Kurzum: Ich hatte die recht selbstquälerische Aufgabe übernommen und musste wegen des starken Andrangs der Zuhörer in der Kirche des Klosters, in dem dieser Trauerkreis sich regelmäßig trifft, vom Ambo* aus mit Mikrofon sprechen. Beides, ungewohnter Ort und Mikro trugen nicht gerade zu meinem Wohlbefinden bei. Durch den akustischen Hall-Effekt in dem großen Raum musste ich außerdem viel langsamer sprechen, als es meinem Naturell entspricht. Anspannung pur!


Aber – es hat sich gelohnt! Während meines Vortrags war es nach den üblichen anfänglichen Kritiken: „Bitte sprechen Sie lauter ... leiser ...langsamer ...“ mucksmäuschenstill. Die meisten Zuhörer konnten sich auf die von mir vorgeschlagene, kleine Imaginationsübung einlassen. Und ich konnte an ihren Gesichtern ablesen, dass viele von ihnen ergriffen und berührt waren. Manche weinten, bei diesem Thema ja nicht weiter überraschend.


Anschließend hatten die Teilnehmer die Möglichkeit, sich untereinander und mit mir auszutauschen. Nach Überwinden der anfänglichen Scheu vor der unbekannten Frau Doktor erzählten sie mir von ihren Schicksalen: Da war die Mutter mit der völlig überforderten Lebensgefährtin des Sohnes, die beide dessen plötzlichen Tod vor ein paar Wochen noch kaum begriffen hatten. Außerdem hatten sie Angst, in finanzielle Nöte zu geraten, weil er der Verdiener gewesen war und die Lebensversicherung erst nach Abschluß der pathologischen oder rechtsmedizinischen Untersuchung zahlen würde – doch dieses Ergebnis ließ seit Wochen auf sich warten.

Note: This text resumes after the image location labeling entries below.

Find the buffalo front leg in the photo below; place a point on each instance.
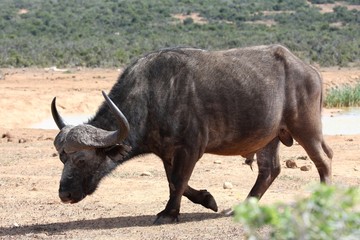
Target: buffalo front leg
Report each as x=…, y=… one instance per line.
x=179, y=174
x=202, y=197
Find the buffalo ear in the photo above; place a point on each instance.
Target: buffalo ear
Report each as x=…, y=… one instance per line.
x=118, y=152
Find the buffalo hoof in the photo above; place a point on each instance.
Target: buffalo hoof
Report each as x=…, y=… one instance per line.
x=228, y=212
x=209, y=201
x=166, y=217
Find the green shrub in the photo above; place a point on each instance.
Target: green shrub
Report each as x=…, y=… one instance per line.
x=329, y=213
x=345, y=96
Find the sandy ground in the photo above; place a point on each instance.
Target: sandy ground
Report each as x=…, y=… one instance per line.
x=126, y=202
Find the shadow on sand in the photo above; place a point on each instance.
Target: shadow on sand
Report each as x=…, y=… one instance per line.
x=100, y=223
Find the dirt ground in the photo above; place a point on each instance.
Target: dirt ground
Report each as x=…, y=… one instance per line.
x=126, y=202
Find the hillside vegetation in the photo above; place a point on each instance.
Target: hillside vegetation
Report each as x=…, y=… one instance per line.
x=111, y=33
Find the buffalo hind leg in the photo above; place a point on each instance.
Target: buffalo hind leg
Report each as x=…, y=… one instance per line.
x=268, y=163
x=182, y=166
x=321, y=154
x=269, y=168
x=202, y=197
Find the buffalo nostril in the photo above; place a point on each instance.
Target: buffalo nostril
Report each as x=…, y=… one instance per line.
x=65, y=196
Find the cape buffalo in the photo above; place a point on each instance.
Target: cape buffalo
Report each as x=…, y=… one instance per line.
x=180, y=103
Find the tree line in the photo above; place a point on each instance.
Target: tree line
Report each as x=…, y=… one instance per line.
x=111, y=33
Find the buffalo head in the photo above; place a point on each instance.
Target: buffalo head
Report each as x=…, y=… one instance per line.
x=88, y=153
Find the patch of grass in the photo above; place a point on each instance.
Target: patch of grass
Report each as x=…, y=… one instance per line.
x=345, y=96
x=329, y=213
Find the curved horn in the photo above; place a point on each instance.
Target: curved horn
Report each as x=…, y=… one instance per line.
x=124, y=127
x=57, y=118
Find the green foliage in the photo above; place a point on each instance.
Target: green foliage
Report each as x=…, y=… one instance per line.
x=329, y=213
x=112, y=32
x=345, y=96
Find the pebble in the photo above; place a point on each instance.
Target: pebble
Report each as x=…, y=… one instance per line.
x=227, y=185
x=302, y=157
x=145, y=174
x=290, y=163
x=305, y=168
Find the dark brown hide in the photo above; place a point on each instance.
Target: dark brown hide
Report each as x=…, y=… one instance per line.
x=181, y=103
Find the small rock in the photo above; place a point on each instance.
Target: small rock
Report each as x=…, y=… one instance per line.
x=227, y=185
x=302, y=157
x=145, y=174
x=305, y=168
x=290, y=163
x=7, y=135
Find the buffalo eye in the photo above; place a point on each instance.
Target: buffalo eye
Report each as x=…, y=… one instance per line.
x=63, y=157
x=79, y=162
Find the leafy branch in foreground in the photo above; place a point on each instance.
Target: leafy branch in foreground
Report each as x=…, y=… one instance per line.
x=329, y=213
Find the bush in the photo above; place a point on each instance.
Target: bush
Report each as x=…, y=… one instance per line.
x=345, y=96
x=329, y=213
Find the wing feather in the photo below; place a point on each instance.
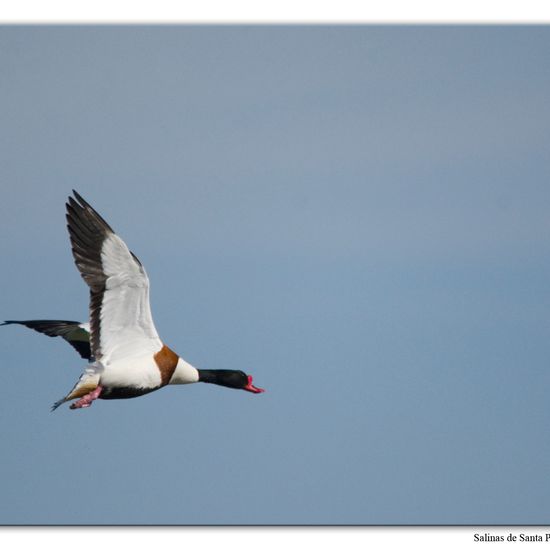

Da war die „mittelalterliche“ Frau, die bereits zwei Kinder durch Unfall verloren hatte. Nun war sie nicht mehr Mutter, sondern kinderlose Ehefrau mit der Perspektive, ohne Nachkommen alt werden zu müssen. Da war der kleine Mann in den Siebzigern, der mir unter Tränen berichtete, dass ihm das Leben ohne seine Ehefrau keinerlei Freude mehr machte. Auf meine Nachfrage, wann denn die Frau gestorben sei, meinte er: „Das ist schon fünf Jahre her.“


Da war die Hospizhelferin, die einen Teil ihrer Lebensgeschichte durch einen Nebensatz in meinem Vortrag begriffen hatte und noch ein paar spezielle Fragen an mich richtete – und später ganz nachdenklich nach Hause ging. Da war die junge Frau, die sich selbst nicht mehr verstand, weil der Tod ihrer Katze so viel mehr Trauer bei ihr auslöste als der Tod des Ehemannes vor einem Jahr.


Und da war meine gute Freundin, die einen ganz anderen Blick auf manch einen ihrer Schützlinge bekommen hatte und deren Seelenlage nun besser einschätzen konnte. Ja, ich gebe es gerne zu: Ich wurde reich belohnt durch das Vertrauen, durch die bewusst oder unbewusst gegebenen Rückmeldungen, die mir zeigten, dass vieles vom Inhalt meiner Botschaft angekommen war.


Und so paradox es klingt: Ich kehrte an jenem Abend fröhlich und dankbar von diesem Trauervortrag nach Hause zurück.